Nokia will show at MWC a version of its 5G ReefShark chipset for base stations. The company designed its AirScale base stations to support a ReefShark module that upgrades them from handling 28 Gbits/second of LTE traffic to 84 Gbits/s of 5G.

Multiple modules with the 10-nm chipsets can work together to support throughput up to the 6-Tbit/s limit of the AirScale’s backplane. Nokia claims as many as 30 customers for ReefShark, some with deployment plans this year.

At the handset, vendors are expected to show devices supporting as many as 20 data streams using 4x4 MIMO antennas and up to five 20-MHz carriers. Such techniques will push advanced LTE and 5G beyond today’s gigabit LTE with mobile broadband services that some carriers are interested in rolling out as early as this fall.

The push for speed could keep Qualcomm ahead of Intel, its rival in handset baseband chips. Intel announced in November plans to support CDMA and gigabit speeds in its 2018 cellular modems and up to 1.6-Gbit/s downlinks in 2019.
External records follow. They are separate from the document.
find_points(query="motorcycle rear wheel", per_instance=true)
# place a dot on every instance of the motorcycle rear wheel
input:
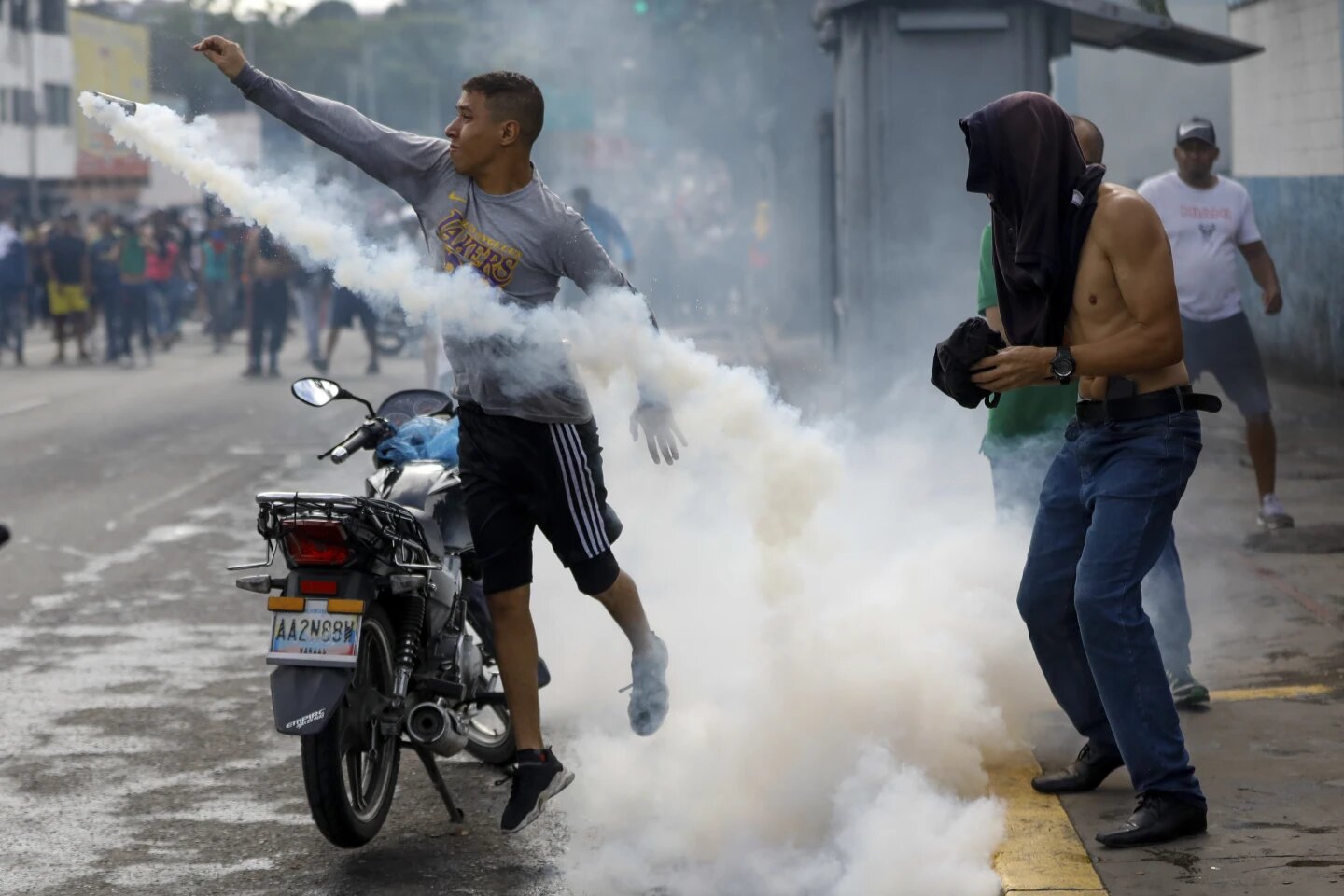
(350, 767)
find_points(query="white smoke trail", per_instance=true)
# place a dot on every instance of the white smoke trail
(836, 661)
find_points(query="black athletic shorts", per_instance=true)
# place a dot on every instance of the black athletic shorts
(519, 476)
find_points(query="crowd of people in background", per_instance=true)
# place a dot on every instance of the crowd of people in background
(119, 287)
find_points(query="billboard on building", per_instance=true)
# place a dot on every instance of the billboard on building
(110, 57)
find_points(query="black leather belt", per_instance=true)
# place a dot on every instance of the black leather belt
(1136, 407)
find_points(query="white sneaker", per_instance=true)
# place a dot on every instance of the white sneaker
(1273, 514)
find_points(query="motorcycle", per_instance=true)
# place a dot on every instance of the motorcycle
(381, 635)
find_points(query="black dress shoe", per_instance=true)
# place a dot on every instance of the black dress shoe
(1086, 773)
(1157, 819)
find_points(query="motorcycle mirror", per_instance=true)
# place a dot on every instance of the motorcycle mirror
(316, 391)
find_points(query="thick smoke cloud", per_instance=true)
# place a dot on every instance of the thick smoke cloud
(839, 609)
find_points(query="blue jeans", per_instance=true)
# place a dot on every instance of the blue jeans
(1105, 519)
(1019, 476)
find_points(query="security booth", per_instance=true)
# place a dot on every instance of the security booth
(904, 72)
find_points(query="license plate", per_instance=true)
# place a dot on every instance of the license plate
(314, 637)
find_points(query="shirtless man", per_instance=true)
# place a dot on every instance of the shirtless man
(1108, 501)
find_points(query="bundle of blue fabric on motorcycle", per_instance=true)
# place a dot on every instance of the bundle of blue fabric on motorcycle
(422, 438)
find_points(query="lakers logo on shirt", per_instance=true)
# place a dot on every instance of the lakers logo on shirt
(464, 244)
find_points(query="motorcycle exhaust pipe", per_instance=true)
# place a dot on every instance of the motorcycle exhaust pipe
(431, 724)
(125, 104)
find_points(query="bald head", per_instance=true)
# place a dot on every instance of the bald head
(1090, 140)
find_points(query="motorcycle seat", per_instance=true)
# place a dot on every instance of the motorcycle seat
(433, 539)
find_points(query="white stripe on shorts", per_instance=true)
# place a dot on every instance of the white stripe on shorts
(573, 493)
(586, 479)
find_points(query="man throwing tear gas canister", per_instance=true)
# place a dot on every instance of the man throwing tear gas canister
(530, 453)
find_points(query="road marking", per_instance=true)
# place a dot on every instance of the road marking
(1288, 692)
(1041, 852)
(27, 406)
(173, 495)
(1309, 603)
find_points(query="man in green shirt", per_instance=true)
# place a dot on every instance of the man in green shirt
(1022, 440)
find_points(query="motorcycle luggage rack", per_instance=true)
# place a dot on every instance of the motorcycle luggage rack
(371, 523)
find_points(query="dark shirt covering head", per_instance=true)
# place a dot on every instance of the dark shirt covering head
(1025, 155)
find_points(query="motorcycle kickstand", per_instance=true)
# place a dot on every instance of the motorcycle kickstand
(455, 814)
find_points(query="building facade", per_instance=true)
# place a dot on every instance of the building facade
(1288, 143)
(36, 103)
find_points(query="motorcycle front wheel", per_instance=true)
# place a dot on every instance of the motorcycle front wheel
(350, 767)
(489, 730)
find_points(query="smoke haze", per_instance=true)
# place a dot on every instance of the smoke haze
(839, 606)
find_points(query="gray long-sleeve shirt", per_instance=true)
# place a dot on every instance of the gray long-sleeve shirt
(521, 242)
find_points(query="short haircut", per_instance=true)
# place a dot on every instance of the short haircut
(511, 97)
(1094, 133)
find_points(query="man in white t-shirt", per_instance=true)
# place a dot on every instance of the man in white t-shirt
(1209, 220)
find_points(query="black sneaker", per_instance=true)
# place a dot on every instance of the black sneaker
(1157, 819)
(650, 690)
(1185, 690)
(538, 776)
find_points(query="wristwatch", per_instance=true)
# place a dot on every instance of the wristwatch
(1062, 367)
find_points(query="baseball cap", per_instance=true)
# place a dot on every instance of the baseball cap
(1199, 129)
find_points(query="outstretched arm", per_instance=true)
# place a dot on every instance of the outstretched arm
(394, 158)
(583, 260)
(1267, 275)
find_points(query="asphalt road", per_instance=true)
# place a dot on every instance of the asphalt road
(137, 752)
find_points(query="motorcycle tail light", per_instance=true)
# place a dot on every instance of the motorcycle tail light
(316, 543)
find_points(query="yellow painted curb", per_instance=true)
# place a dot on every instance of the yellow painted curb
(1041, 852)
(1269, 693)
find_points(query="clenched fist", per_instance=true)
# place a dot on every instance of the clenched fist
(226, 54)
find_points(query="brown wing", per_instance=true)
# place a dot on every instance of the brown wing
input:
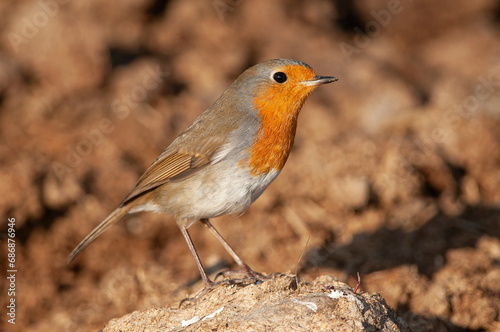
(174, 165)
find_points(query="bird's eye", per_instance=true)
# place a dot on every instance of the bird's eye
(280, 77)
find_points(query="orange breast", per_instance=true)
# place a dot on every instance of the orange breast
(279, 107)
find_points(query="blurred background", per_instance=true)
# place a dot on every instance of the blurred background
(395, 172)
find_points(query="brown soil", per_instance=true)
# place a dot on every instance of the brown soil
(395, 172)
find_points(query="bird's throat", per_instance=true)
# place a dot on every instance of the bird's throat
(275, 137)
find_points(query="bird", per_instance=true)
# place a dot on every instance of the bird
(226, 158)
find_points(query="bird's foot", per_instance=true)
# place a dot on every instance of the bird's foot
(246, 272)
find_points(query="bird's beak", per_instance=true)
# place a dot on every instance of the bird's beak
(318, 80)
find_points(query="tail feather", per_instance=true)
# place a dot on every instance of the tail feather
(115, 216)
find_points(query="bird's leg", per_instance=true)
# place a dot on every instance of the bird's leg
(245, 270)
(209, 284)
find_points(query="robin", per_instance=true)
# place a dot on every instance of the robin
(224, 161)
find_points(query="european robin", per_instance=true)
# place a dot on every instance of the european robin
(224, 161)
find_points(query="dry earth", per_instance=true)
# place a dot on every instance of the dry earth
(395, 172)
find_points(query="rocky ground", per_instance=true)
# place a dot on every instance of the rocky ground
(395, 172)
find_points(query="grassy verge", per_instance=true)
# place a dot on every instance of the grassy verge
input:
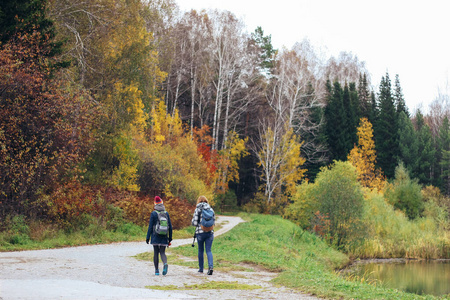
(303, 260)
(50, 237)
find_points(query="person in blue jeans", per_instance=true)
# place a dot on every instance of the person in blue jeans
(204, 238)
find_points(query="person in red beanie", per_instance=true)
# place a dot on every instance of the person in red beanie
(160, 232)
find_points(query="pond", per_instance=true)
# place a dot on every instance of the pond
(412, 276)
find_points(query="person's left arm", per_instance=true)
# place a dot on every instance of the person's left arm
(151, 223)
(170, 227)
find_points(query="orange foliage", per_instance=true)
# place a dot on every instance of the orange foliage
(204, 141)
(45, 131)
(138, 208)
(72, 200)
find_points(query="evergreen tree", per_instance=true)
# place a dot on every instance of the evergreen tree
(28, 16)
(315, 140)
(386, 129)
(444, 157)
(336, 117)
(354, 102)
(365, 103)
(408, 144)
(398, 97)
(427, 151)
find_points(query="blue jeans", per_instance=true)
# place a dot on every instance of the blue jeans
(205, 239)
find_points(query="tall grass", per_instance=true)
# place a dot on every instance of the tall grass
(392, 234)
(22, 235)
(303, 260)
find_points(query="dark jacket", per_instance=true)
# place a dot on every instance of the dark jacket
(157, 239)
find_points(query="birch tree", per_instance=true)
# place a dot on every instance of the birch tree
(278, 152)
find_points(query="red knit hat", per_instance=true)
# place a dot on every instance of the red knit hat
(158, 200)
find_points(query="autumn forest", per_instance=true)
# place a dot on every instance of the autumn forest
(106, 103)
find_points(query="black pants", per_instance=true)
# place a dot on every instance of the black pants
(157, 251)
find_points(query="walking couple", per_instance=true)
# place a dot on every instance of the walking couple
(159, 234)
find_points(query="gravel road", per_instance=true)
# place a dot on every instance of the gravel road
(110, 272)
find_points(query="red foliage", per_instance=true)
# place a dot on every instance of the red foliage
(204, 140)
(321, 225)
(138, 208)
(71, 200)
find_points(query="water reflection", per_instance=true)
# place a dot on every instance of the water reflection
(420, 277)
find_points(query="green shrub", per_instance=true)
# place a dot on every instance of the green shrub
(332, 206)
(405, 193)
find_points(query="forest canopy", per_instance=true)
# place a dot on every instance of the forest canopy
(121, 100)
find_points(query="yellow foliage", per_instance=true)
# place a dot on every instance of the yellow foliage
(228, 160)
(281, 160)
(165, 128)
(363, 157)
(124, 176)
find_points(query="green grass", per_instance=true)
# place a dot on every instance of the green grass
(304, 261)
(49, 237)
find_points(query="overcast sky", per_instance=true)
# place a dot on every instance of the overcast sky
(408, 38)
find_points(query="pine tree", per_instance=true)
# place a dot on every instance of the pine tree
(386, 129)
(365, 103)
(336, 121)
(350, 120)
(267, 51)
(408, 144)
(363, 157)
(426, 151)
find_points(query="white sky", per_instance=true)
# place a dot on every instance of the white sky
(410, 38)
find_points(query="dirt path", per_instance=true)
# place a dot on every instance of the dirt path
(110, 272)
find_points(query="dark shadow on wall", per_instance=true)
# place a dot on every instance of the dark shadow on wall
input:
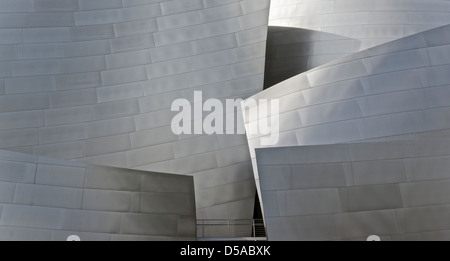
(290, 50)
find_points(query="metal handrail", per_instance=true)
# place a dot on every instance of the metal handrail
(227, 228)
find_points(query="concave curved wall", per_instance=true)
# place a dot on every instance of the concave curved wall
(307, 34)
(93, 81)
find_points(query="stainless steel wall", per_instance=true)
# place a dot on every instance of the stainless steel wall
(47, 199)
(93, 81)
(307, 34)
(397, 190)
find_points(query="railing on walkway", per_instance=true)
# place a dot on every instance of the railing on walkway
(222, 228)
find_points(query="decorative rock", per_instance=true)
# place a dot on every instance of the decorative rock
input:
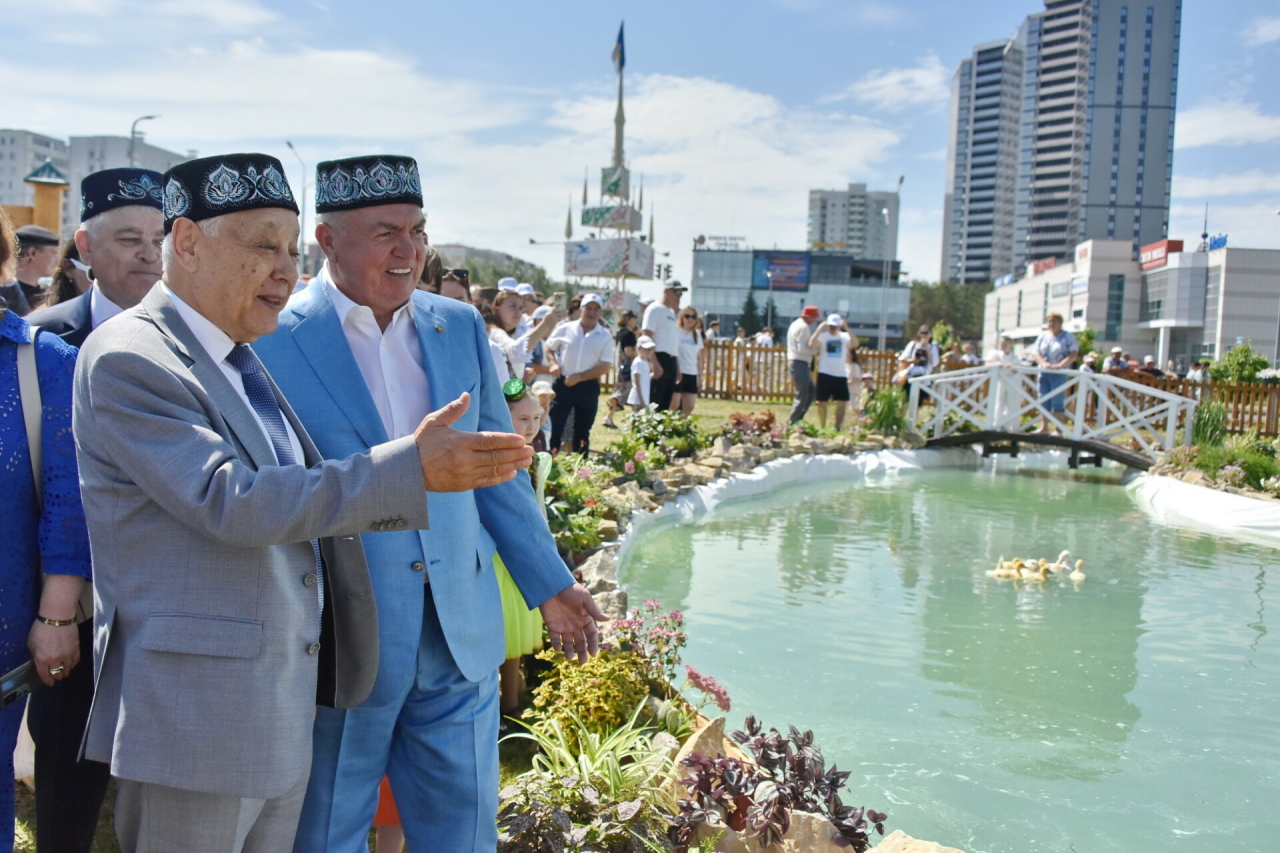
(612, 603)
(600, 573)
(899, 842)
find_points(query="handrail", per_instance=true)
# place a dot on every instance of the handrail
(1098, 407)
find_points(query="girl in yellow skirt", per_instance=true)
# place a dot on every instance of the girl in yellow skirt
(524, 626)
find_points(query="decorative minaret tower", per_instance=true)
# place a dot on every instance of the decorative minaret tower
(624, 254)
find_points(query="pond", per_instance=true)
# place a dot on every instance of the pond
(1138, 710)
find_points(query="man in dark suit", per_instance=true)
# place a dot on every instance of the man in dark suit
(119, 237)
(37, 254)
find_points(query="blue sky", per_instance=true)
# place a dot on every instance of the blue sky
(735, 109)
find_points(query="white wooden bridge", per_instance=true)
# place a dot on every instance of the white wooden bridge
(988, 405)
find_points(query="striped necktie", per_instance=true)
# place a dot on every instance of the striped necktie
(260, 396)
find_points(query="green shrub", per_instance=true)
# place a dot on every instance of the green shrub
(599, 694)
(1256, 466)
(1242, 363)
(1210, 425)
(886, 411)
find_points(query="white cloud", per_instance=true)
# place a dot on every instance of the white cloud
(1243, 183)
(899, 89)
(1224, 123)
(1246, 226)
(1262, 31)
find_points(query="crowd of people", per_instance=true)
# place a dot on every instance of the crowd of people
(273, 542)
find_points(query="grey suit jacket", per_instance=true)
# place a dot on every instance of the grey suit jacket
(205, 597)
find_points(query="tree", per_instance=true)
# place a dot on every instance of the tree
(750, 315)
(959, 305)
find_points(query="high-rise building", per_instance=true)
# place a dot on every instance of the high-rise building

In the race to 5G, the new NR spec was “the one everyone was waiting for … we have a first version of one variant running, and many more variants will come,” said Twist.

RF chips and backhaul options also will come in many flavors. For example, Nokia is developing base station radios using three-carrier aggregation for high capacity as well as beamforming radio heads for high bandwidth. In backhaul, it is designing microwave, IP, and optical options.

With the 5G radio standard set, the next big agenda item is network slicing. A final standard for this version of virtualized radio is still in the works, with the next big pieces due in June, said Twist.